Attractive GOP candidates willing to embrace the challenge were in short supply.
A series of better-known people turned the nomination down, so local Republicans turned in desperation to businessman Bob
Parker. But Parker stumbled on his way out of the gate when The Indianapolis Star in late February published racist
comments he made in a recorded interview. Jewish groups reacted with outrage.
Peterson's re-election seemed certain, and the Republican nomination fell to Greg Ballard, a 52-year-old former lieutenant
colonel in the U.S. Marines. With few financial resources and even less support from community leaders, Ballard staged a long-shot
grass-roots campaign based on wearing out his shoe leather. He spent all summer meeting with church and neighborhood groups.
Ballard's big break came unexpectedly in the summer, when Indiana's property-tax crisis began to crest. Behind closed
doors, Republican leaders bemoaned their missed opportunity to oust Peterson. But Ballard attempted to ride the wave of ire.
He appeared at public protests and advocated eliminating property taxes entirely. Ballard's blue "Had Enough?"
campaign signs began popping up in yards around Indianapolis.
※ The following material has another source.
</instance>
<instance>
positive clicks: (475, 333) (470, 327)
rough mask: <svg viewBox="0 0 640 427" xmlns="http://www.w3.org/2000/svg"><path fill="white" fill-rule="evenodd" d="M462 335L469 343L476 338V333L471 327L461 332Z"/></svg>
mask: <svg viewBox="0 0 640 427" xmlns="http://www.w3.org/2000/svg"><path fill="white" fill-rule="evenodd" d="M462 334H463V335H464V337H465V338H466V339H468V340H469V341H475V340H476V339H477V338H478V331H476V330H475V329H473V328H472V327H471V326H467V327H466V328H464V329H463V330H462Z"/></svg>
Despite the turmoil, Peterson still looked unbeatable. Feeling secure of his lead, the mayor approved a local income-tax
hike to underwrite improvements to public safety and pay off the city's long-standing debt for police and firefighter
pensions. For many voters, it was a tone-deaf decision.
On Election Day, Peterson's lead had clearly narrowed, but most pundits still expected him to win. When Ballard pulled
off the victory, it was Indiana's most stunning political upset in decades.
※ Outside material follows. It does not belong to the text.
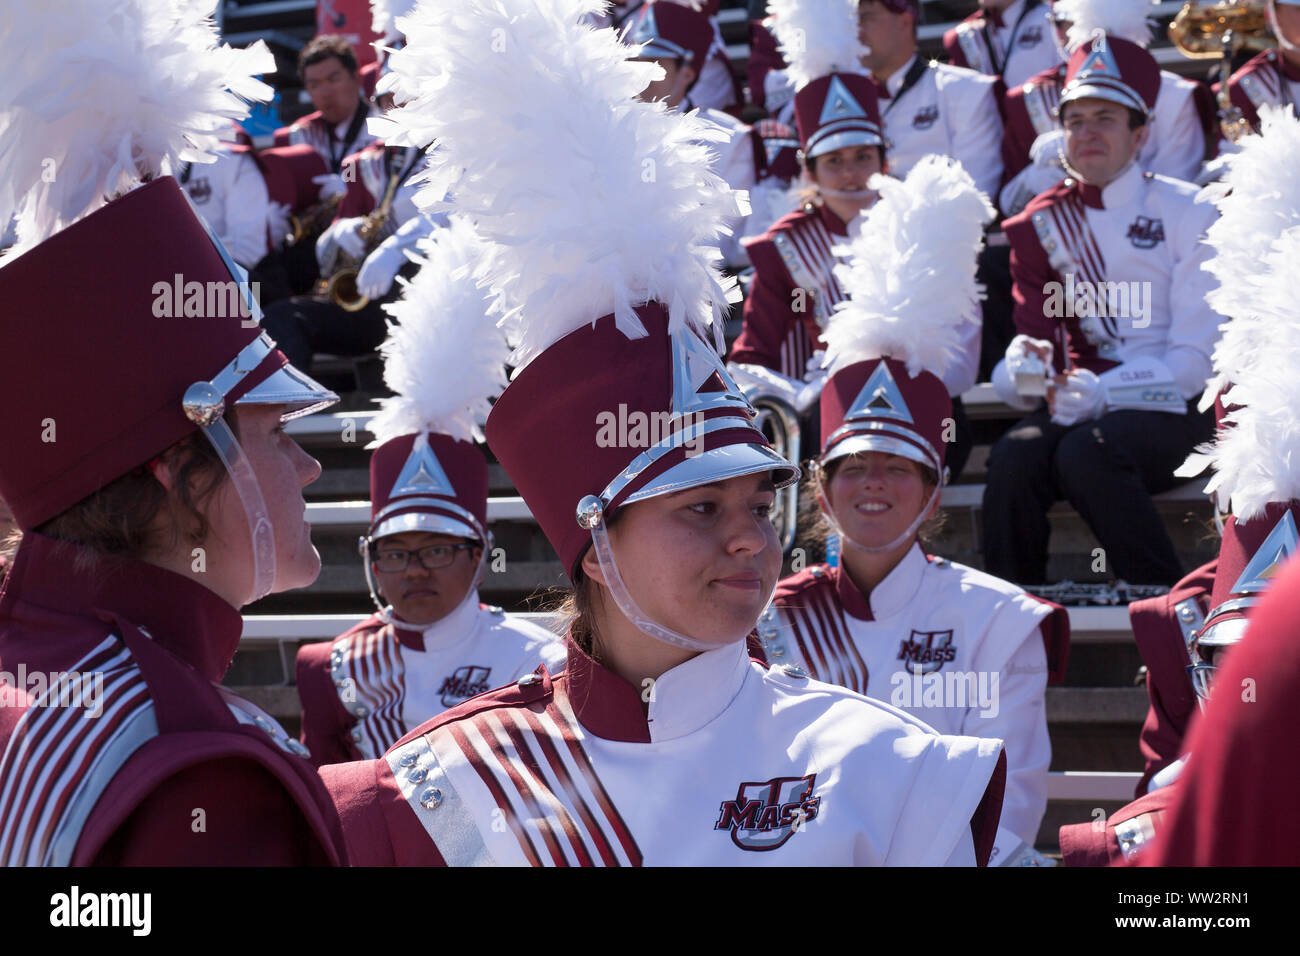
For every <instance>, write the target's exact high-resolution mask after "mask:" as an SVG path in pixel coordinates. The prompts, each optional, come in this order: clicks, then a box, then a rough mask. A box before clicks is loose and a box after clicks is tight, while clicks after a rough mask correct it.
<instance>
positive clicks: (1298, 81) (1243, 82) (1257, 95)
mask: <svg viewBox="0 0 1300 956" xmlns="http://www.w3.org/2000/svg"><path fill="white" fill-rule="evenodd" d="M1269 25H1270V26H1271V27H1273V35H1274V36H1275V38H1277V40H1278V47H1277V49H1265V51H1264V52H1262V53H1260V55H1257V56H1255V57H1253V59H1251V60H1249V61H1247V62H1245V64H1244V65H1243V66H1242V68H1240V69H1239V70H1238V72H1236V73H1234V74H1232V77H1231V78H1230V79H1229V92H1230V95H1231V98H1232V105H1234V107H1236V108H1238V109H1240V111H1242V114H1243V116H1244V117H1245V118H1247V120H1248V121H1249V124H1251V127H1252V129H1253V130H1256V131H1258V129H1260V108H1261V107H1265V105H1273V107H1290V108H1291V111H1292V112H1295V109H1296V101H1297V100H1300V0H1269Z"/></svg>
Left flat-footed, reporters and business leaders alike scrambled to meet Ballard and learn his agenda, which includes slashing
at least $70 million a year from local government spending and reorganizing the Indianapolis Metropolitan Police Department
under his direct command.
But Ballard's views aren't yet clear about a host of other public issues, including downtown development projects,
whether Indianapolis should pursue a bid to host the 2012 Super Bowl, or how the community can sustain its progress on arts
and cultural initiatives.
As the year concluded, Ballard was quickly embraced by the Republican elite who once wouldn't take his calls. In the
wake of his victory, Ballard's transition team of longtime insiders and 150 volunteers evaluated the current status of
local government. Their work will set the stage for Ballard to restructure department management hierarchies, replace dozens
of board members, and release long-standing government service contracts for competitive bidding on the open market.